Le célèbre guide rouge dévoilait le 18 mars sa nouvelle sélection de grandes tables étoilées. Il y a quatre ans, l’Auberge du Pont de Collonges, le restaurant mondialement connu de Paul Bocuse, perdait sa troisième étoile, faisant de la capitale de la gastronomie une orpheline. Seuls quatre restaurants de la Métropole lyonnaise portent fièrement deux étoiles Michelin aujourd’hui.
Le guide Michelin, s'impose depuis 1931 comme une référence du milieu de la gastronomie et notamment en décernant ses fameuses étoiles. Un établissement obtenant une étoile signifie que le restaurant représente une bonne table dans sa catégorie. Avec deux étoiles, l’enseigne vaut le détour, et trois étoiles, la plus haute récompense, indiquent que le restaurant vaut le voyage. Pour décerner ces récompenses, le guide a recours à des inspecteurs anonymes. Chaque année, différents inspecteurs se rendent à plusieurs reprises dans les établissements afin d'évaluer la régularité du travail fourni par l’établissement et de prendre une décision collective.
Mais l'étoile n'est pas la seule récompense décernée par le guide rouge. On retrouve aussi le Bib Gourmand, attribué aux restaurants offrant un meilleur rapport qualité-prix. Une décoration qu’a obtenue le Siprès : ouvert l’été dernier dans le 7e arrondissement de Lyon, ce restaurant est né d’une rencontre entre le chef cuisinier Alexis Trimbour et le chef pâtissier Alexis Hostiguian. Pour ces deux trentenaires, les étoiles ne sont pas une priorité : « Cette récompense nous va bien parce qu'on reste libre, on peut continuer à faire ce qu’on fait sans se mettre la pression, sans se dire qu’il faut qu’on modifie telle ou telle chose, contrairement à l'étoile », confie le chef Hostiguian.

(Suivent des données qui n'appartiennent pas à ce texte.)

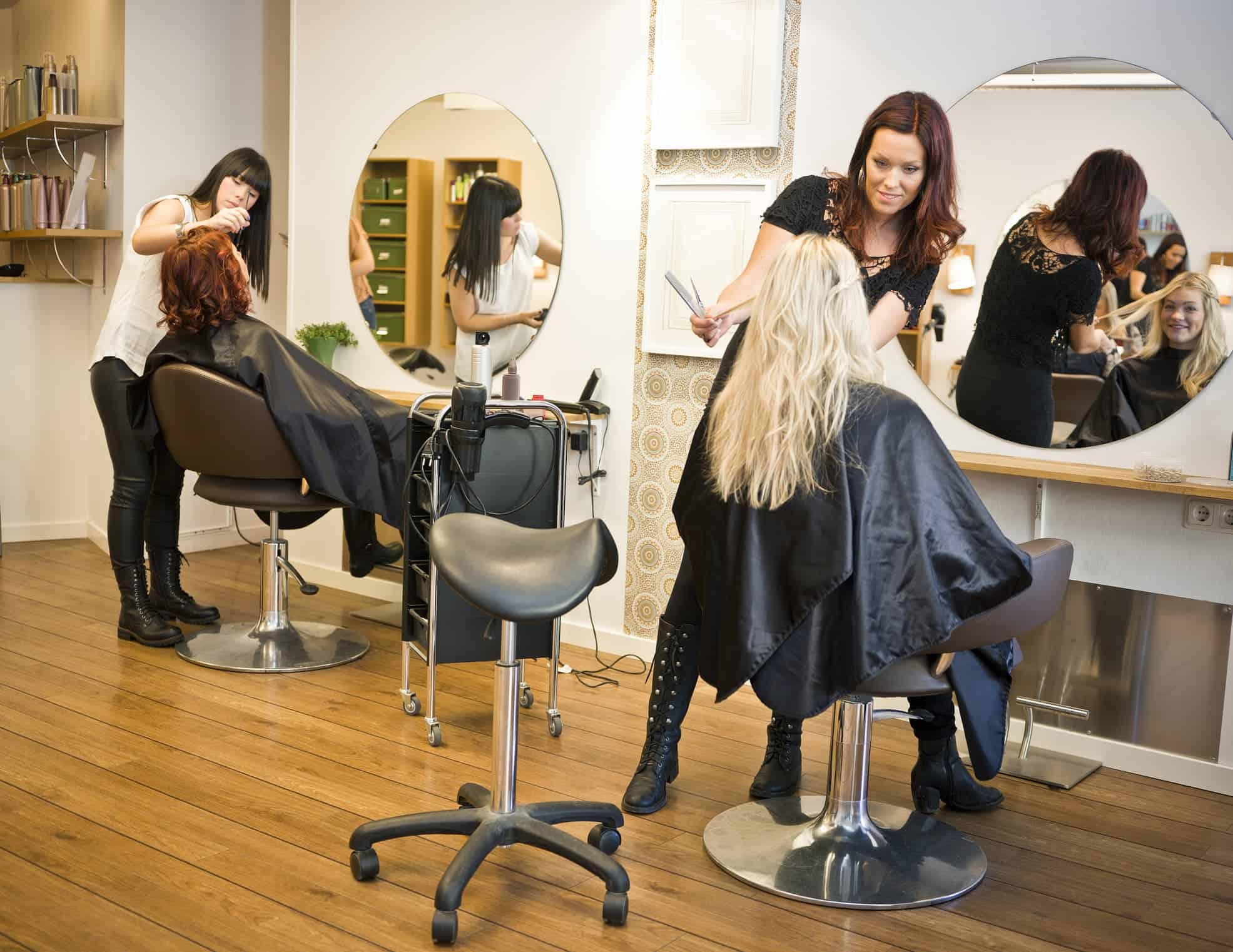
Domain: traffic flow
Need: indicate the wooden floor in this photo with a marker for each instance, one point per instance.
(151, 804)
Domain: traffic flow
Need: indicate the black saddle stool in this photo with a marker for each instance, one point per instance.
(517, 575)
(843, 850)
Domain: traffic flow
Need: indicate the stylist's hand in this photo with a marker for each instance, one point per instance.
(228, 220)
(711, 328)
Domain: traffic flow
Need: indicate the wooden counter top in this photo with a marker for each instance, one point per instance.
(1210, 489)
(407, 400)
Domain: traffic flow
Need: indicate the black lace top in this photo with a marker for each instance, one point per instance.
(1032, 296)
(808, 205)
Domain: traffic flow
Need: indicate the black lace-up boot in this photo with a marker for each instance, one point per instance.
(166, 594)
(940, 776)
(781, 766)
(675, 674)
(138, 619)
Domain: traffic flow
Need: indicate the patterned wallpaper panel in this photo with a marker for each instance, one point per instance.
(670, 392)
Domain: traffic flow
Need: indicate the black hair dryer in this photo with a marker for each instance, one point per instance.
(937, 318)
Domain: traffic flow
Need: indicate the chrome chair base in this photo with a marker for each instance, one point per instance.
(297, 647)
(900, 860)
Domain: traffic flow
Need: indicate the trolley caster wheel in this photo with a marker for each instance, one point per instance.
(606, 839)
(445, 926)
(365, 865)
(616, 909)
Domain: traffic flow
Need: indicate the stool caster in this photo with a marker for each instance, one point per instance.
(604, 839)
(616, 909)
(365, 865)
(445, 926)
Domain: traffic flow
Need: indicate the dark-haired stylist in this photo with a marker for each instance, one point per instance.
(1041, 295)
(895, 210)
(491, 274)
(145, 511)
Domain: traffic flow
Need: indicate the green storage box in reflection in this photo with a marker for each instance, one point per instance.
(385, 220)
(388, 255)
(392, 323)
(387, 288)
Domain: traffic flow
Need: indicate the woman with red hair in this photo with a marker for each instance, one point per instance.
(895, 211)
(205, 305)
(1042, 293)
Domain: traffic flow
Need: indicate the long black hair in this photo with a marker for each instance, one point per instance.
(476, 256)
(1157, 264)
(250, 167)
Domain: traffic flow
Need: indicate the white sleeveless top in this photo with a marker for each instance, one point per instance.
(131, 331)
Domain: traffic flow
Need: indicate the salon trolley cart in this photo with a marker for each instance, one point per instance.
(520, 480)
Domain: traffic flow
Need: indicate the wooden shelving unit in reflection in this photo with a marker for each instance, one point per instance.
(452, 217)
(408, 318)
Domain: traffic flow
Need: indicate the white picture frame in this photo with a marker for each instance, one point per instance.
(703, 231)
(718, 74)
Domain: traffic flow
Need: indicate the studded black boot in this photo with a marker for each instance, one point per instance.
(941, 777)
(675, 675)
(138, 619)
(781, 766)
(168, 597)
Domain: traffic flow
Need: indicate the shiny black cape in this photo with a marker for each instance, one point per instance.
(813, 599)
(348, 439)
(1137, 393)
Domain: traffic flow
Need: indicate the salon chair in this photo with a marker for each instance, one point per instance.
(225, 432)
(843, 850)
(515, 575)
(1073, 393)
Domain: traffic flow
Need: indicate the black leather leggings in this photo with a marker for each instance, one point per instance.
(683, 609)
(147, 482)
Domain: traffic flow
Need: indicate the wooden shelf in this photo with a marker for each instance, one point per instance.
(40, 235)
(66, 128)
(1090, 475)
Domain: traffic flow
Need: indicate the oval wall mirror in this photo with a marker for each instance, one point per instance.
(997, 343)
(455, 230)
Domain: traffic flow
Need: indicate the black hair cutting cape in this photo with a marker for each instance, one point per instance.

Cette pression avait aussi été exprimée en 2012 par le chef Cyril Lignac lorsqu’il avait gagné un macaron. Il avait finalement décidé de quitter le carcan du guide Michelin, disant vouloir se libérer du système de classement du guide. Un avis que partage Hubert Vergoin, chef du restaurant Substrat à la Croix-Rousse. Depuis 10 ans, ce restaurateur porte l’ambition de faire une cuisine de qualité tout en gardant une grande liberté. « On peut faire une assiette gastronomique dans un bistronomique. Je pense que c’est ce que nous avons réussi à faire avec toute une génération. Il y a des ouvertures récentes comme Leptine (anciennement Morfale) où l’on peut manger une cuisine tout à fait moderne, innovante et gastronomique, dans un lieu qui ne l’est pas du tout. On y écoute du Jul et du gros hip-hop, ce sont des conditions de dégustation qui ne sont pas du tout gastronomique mais ce qu’il y a dans l’assiette, c’est de la haute voltige », explique Hubert Vergoin. D’après lui, obtenir une étoile est aussi une question d’investissement : « Mon ami Nicolas Guilloton, chef à l’Atelier des Augustins, bataille depuis 10 ans pour obtenir une étoile en faisant une cuisine de qualité. Mais pour avoir une étoile, ce n'est pas uniquement dans l’assiette que ça se passe ». Il y a quelques mois, Nicolas Guilloton a décidé de faire d’importants travaux d’agrandissement, quitte à fermer plusieurs mois son restaurant. Un investissement payant puisque l’Atelier des Augustins vient justement d’obtenir sa première étoile.
Une étoile qui peut rapidement être rentabilisée : on estime qu’un restaurant étoilé voit sa clientèle augmenter de 25 à 30 %.
Bien qu’aujourd’hui la capitale de la gastronomie soit dépourvue d’établissement 3 étoiles, elle compte toujours des personnes qui œuvrent pour faire rayonner la cuisine lyonnaise. Il y a par exemple l’association des Toques Blanches qui regroupe de nombreux chefs cuisiniers. Son président Christophe Marguin estime que le guide Michelin n’est plus aussi pertinent qu’avant : « Le Guide Michelin est comme toute entreprise, je suis certain qu’ils ont des problèmes de recrutement. Les inspecteurs ne peuvent pas être toujours bons, l’humeur joue aussi et je pense que leurs choix sont moins pertinents. C’est pour ça que beaucoup de chefs délaissent cet objectif ».
Le guide n’est plus le seul moyen pour un restaurant d’être mis en avant : « Il y a des moyens de communication, notamment via les réseaux sociaux ou les podcasts. Il y a quand même plein de façons de communiquer sur la nouvelle et jeune cuisine, ce qui n’était pas le cas avant. Si on n'était pas dans les guides, on avait beaucoup de difficultés à faire parler de nous », explique Hubert Vergoin.